Australian badminton is not flush with money. The sport received $745,000 in funding from the Australian Sports Commission, now Sport Australia, for 2018-19, with $410,000 going to high-performance athletes and programs, and another $325,000 to participation programs. It’s small change compared with powerhouses such as China, Japan and Indonesia.
Ranked 26 globally, Somerville and doubles partner Setyana Mapasa are the best-performing Australians in the sport. Their career prize money stands at $US52,817, averaging out to about $10,000 a year, an annual income of about $5000 each. Badminton Australia also pays elite players such as Somerville a modest stipend, which she says covers some of her travel expenses. Corporate sponsorships make up most of her income.
With the Tokyo Olympics in mind, Somerville, whose mother is Australian and late father was Chinese, has upped her social game. Sponsorship money has enabled her to defer her final year of an exercise science degree at Victoria University. “Through a combination of my playing level and my social media, I’ve been able to compete full-time and fund myself,” she says. She recently played tournaments in Asia, won the Oceania doubles championships, and is off to Europe soon.
Somerville’s branding got an early kickstart at the age of 16 during a tournament in China. A local TV report featured her as the youngest player in the competition, with reporters casting her as a “Eurasian beauty” and “the Sharapova of badminton”.
“It was pretty weird, especially considering my playing level at the time,” she recalls. The Chinese media also picked up on the fact Somerville’s great-great-grandfather Kang Youwei was a famous scholar and political reformer during the Qing Dynasty. Chinese fans found her looks and exotic backstory irresistible.
As her rankings rose, so did her social media profile and the sponsorships that now help fund her career. Currently, she’s a brand ambassador for healthy snack company Slim Secrets and the Chinese sportswear label Li-Ning.

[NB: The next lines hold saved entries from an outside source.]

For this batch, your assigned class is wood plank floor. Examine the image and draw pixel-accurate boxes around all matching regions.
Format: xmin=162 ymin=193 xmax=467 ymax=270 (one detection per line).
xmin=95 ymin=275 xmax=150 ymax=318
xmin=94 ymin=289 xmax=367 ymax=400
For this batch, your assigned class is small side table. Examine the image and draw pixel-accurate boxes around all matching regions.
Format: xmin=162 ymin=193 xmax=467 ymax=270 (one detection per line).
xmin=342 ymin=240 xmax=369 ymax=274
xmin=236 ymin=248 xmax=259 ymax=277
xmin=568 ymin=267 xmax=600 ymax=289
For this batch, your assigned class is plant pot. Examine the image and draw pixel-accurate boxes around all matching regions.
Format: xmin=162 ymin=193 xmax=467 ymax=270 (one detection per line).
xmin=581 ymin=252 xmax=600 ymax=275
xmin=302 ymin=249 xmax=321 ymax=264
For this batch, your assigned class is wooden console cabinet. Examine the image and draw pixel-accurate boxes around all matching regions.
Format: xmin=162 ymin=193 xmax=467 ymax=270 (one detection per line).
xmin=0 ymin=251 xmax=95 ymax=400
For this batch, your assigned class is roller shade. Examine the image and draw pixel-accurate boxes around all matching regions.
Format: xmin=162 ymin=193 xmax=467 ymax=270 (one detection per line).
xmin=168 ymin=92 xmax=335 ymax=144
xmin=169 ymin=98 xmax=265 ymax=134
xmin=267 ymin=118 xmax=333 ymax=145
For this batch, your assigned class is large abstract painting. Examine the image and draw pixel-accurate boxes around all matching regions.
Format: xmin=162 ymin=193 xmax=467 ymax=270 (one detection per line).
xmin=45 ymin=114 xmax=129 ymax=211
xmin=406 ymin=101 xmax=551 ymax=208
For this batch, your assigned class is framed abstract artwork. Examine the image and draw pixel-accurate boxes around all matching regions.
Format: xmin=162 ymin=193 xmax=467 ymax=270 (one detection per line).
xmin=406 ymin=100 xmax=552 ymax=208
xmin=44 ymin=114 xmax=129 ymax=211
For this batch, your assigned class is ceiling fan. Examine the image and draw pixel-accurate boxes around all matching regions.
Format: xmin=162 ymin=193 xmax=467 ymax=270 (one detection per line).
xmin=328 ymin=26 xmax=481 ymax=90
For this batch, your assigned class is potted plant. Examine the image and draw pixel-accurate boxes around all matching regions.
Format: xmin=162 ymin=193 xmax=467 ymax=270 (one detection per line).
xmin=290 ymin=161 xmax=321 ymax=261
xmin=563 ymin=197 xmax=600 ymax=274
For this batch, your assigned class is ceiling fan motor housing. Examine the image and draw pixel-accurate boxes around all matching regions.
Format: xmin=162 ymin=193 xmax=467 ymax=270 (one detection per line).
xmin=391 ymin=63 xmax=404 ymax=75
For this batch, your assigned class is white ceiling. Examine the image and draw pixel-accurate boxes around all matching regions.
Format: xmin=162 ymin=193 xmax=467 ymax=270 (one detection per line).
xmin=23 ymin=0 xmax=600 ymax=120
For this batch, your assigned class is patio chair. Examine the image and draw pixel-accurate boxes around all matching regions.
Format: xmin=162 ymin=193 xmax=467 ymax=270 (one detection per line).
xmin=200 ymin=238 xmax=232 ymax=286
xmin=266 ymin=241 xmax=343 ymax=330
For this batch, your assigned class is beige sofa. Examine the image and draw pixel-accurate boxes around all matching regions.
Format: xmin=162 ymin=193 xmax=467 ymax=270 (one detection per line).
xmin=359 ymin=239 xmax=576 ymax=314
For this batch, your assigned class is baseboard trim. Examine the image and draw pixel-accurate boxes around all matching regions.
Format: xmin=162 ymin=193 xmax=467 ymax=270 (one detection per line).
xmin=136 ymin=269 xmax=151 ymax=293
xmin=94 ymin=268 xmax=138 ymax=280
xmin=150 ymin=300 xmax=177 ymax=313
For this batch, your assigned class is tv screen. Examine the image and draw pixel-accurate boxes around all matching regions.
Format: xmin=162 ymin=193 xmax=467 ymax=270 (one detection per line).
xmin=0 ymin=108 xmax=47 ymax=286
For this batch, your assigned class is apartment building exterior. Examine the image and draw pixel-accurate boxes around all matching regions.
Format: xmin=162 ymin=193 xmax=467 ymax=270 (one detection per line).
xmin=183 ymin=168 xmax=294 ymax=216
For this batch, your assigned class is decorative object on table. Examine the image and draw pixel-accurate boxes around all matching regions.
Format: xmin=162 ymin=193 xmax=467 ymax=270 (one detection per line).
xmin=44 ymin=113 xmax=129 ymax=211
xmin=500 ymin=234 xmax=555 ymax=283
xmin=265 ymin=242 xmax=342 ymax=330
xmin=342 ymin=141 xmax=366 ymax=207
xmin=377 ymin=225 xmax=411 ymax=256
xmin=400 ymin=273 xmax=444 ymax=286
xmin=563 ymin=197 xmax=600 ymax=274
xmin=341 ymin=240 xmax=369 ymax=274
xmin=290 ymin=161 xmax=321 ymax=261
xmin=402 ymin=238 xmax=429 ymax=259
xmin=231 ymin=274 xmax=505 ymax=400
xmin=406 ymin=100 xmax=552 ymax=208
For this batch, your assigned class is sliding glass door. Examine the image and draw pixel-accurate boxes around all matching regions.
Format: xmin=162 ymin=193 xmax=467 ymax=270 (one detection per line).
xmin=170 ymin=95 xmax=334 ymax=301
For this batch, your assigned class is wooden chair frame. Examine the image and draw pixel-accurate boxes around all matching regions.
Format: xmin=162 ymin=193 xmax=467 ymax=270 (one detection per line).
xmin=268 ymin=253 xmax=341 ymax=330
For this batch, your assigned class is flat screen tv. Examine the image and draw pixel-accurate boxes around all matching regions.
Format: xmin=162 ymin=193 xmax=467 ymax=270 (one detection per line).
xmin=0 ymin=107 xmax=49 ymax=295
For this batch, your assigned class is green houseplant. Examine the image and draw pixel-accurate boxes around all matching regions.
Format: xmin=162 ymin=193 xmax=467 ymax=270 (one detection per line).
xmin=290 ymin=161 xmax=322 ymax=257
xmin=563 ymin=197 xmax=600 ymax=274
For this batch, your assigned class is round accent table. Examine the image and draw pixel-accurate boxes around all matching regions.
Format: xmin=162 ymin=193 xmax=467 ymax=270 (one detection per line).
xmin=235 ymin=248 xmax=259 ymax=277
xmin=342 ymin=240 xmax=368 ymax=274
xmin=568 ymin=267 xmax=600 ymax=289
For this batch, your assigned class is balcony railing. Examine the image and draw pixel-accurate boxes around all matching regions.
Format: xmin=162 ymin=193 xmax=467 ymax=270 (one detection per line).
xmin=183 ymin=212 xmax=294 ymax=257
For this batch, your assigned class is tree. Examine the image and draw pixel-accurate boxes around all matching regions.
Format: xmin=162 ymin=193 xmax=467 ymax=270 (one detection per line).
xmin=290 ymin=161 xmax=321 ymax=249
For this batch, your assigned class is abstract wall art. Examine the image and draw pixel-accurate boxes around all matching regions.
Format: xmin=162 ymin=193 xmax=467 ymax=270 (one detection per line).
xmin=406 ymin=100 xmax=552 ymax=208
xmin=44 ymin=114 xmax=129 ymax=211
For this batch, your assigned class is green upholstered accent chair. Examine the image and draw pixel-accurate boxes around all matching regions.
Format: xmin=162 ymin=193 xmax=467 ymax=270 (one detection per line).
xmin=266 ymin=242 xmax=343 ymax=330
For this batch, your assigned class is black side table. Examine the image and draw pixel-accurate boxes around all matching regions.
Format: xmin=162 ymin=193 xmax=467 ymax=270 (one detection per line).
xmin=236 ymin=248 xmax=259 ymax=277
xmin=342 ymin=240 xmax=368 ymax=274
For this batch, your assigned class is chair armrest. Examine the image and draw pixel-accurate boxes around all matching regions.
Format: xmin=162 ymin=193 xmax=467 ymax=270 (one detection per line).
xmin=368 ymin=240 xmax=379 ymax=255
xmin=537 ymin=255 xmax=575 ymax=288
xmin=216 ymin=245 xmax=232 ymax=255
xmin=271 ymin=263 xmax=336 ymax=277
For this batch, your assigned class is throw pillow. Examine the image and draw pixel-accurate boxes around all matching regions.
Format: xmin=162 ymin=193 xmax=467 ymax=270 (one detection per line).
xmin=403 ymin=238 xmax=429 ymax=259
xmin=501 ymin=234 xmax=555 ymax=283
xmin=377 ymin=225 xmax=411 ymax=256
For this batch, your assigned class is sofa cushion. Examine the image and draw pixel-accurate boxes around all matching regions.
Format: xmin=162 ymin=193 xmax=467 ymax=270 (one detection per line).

Somerville and Mapasa’s status as the Oceania region’s highest-ranked doubles team almost certainly guarantees them an Olympic spot. With broadcast times aligned to East Asian badminton audiences, a good showing in Tokyo could mean massive exposure. She could leverage her brand and become a very marketable face for Australian companies in Asia, or conversely for Asian companies targeting Australia. That would give her the capacity to continue playing badminton professionally – a rarity for an Australian.
Social media is increasingly driving the business of sport. But where does that leave the less photogenic, the introverted, or those who can’t hustle the algorithms? What burdens are this social paradigm placing on female athletes competing for corporate dollars?
For Somerville, the pressure to perform is not just on the court. It’s on social media, too.